Instead of using the predefined modules, we can also build our own by extending the `nn.Module` class. We can initialize our parameters in the `__init__` function, starting with a call to the `__init__` function of the super class. All the class attributes we define which are nn module objects are treated as parameters, which can be learned during the training. Tensors are not parameters, but they can be turned into parameters if they are wrapped in `nn.Parameter` class.

All classes extending `nn.Module` are also expected to implement a `forward(x)` function, where `x` is a tensor.
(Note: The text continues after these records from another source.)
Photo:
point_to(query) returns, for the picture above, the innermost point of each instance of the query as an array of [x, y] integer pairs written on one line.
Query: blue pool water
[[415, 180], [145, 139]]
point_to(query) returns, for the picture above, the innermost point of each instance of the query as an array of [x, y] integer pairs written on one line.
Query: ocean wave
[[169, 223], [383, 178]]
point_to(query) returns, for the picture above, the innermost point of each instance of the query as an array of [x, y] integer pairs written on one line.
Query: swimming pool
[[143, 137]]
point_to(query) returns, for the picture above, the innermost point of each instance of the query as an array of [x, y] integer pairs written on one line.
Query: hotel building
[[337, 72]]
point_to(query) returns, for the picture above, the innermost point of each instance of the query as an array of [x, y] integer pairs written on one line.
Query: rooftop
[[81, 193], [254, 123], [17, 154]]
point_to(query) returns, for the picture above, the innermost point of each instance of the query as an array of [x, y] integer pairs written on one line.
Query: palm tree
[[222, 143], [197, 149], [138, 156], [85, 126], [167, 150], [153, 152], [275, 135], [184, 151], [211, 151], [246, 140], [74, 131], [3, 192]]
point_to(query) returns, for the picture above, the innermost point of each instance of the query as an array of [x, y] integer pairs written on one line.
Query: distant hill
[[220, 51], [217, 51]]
This is the function that is called when an input is passed to our module, such as in `model(x)`.



In [10]:
class MultilayerPerceptron(nn.Module):

  def __init__(self, input_size, hidden_size):
    # Call to the __init__ function of the super class
    super(MultilayerPerceptron, self).__init__()
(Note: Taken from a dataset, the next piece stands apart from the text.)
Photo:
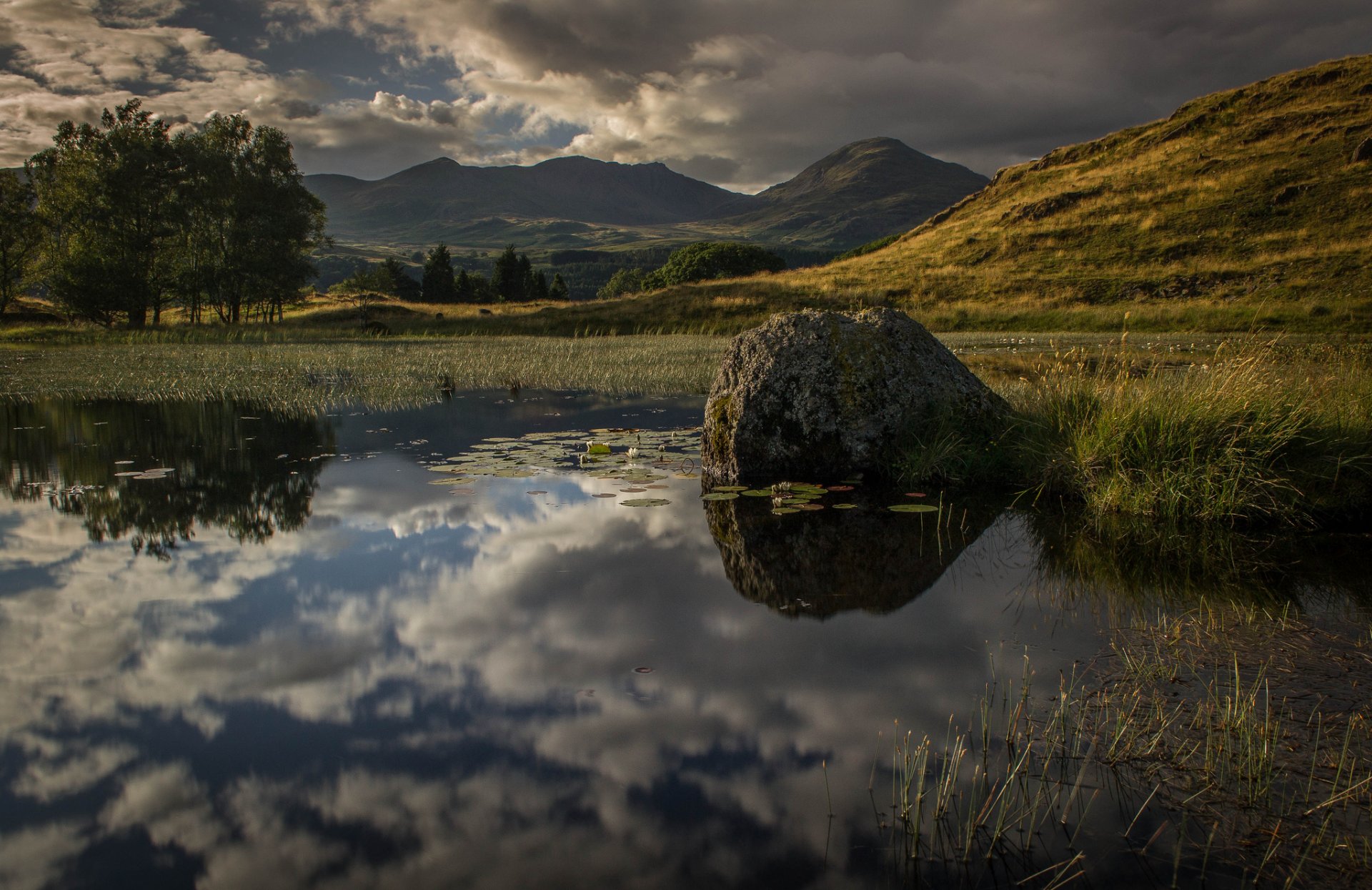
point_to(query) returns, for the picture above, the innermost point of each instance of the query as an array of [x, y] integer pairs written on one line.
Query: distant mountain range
[[863, 192]]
    # Bookkeeping: Saving the initialization parameters
    self.input_size = input_size 
    self.hidden_size = hidden_size 

    # Defining of our model
    self.model = nn.Sequential(
        nn.Linear(self.input_size, self.hidden_size),
        nn.ReLU(),
        nn.Linear(self.hidden_size, self.input_size),
        nn.Sigmoid()
    )
    
  def forward(self, x):
    output = self.model(x)
    return output


# Make a sample input filled with random numbers from a normal distribution with mean 0 and variance 1
input = torch.randn(2, 5)

# Create our model
model = MultilayerPerceptron(5, 3)

# Pass our input through our model
output = model(input)

# Check output
print("Output ", output, "\n")

# Check all parameters in our custom defined model
print("Parameters", list(model.named_parameters()))
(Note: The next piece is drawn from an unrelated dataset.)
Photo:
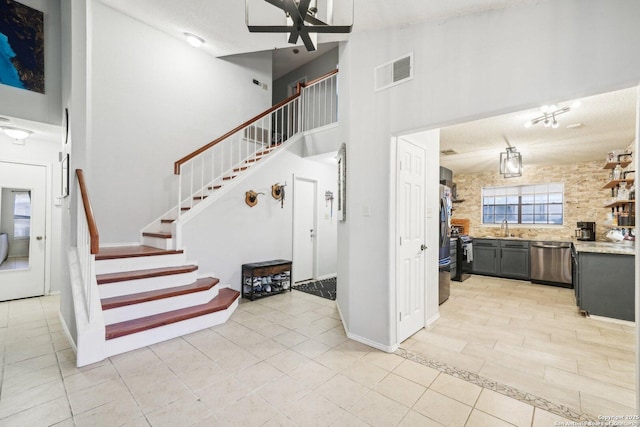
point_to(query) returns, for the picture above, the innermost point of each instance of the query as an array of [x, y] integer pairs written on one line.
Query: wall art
[[21, 46]]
Output  tensor([[0.5239, 0.3923, 0.6230, 0.6071, 0.6117],
        [0.5860, 0.4769, 0.7796, 0.6161, 0.7864]], grad_fn=<SigmoidBackward0>) 

Parameters [('model.0.weight', Parameter containing:
tensor([[ 0.3074, -0.3048,  0.2139, -0.0170, -0.1865],
        [ 0.2583, -0.2864,  0.4366,  0.1438, -0.0087],
        [ 0.1540,  0.4378,  0.0295,  0.0770,  0.4033]], requires_grad=True)), ('model.0.bias', Parameter containing:
tensor([-0.0056,  0.2543,  0.1362], requires_grad=True)), ('model.2.weight', Parameter containing:
tensor([[ 0.4098,  0.4714, -0.2060],
        [ 0.3935, -0.2444,  0.4201],
        [ 0.4898,  0.2844,  0.4218],
        [-0.0612,  0.0289,  0.0333],
        [ 0.0986,  0.5076,  0.4517]], requires_grad=True)), ('model.2.bias', Parameter containing:
tensor([ 0.0958, -0.4378,  0.5025,  0.4351,  0.4546], requires_grad=True))]


## Optimization


We have seen how gradients are calculated with the `backward()` function. Having the gradients isn't enough for our models to learn. We also need to know how to update the parameters of our models. This is where the optimizers come in. `torch.optim` module contains several optimizers that we can use. Some popular examples are `optim.SGD` and `optim.Adam`. When initializing optimizers, we pass our model parameters, which can be accessed with `model.parameters()`, telling the optimizers which values it will be optimizing. Optimizers also has a learning rate (`lr`) parameter, which determines how big of an update will be made in every step. Different optimizers have different hyperparameters as well.


In [15]:
import torch.optim as optim

# Create the y data
y = torch.ones(10, 5)

# Add some noise to our goal y to generate our x
# We want our model to predict our original data, albeit the noise
x = y + torch.randn_like(y)  # _like means it returns a tensor with the same size as input

# Instantiate the model
model = MultilayerPerceptron(5, 3)

# Define the optimizer
adam = optim.Adam(model.parameters(), lr=0.1)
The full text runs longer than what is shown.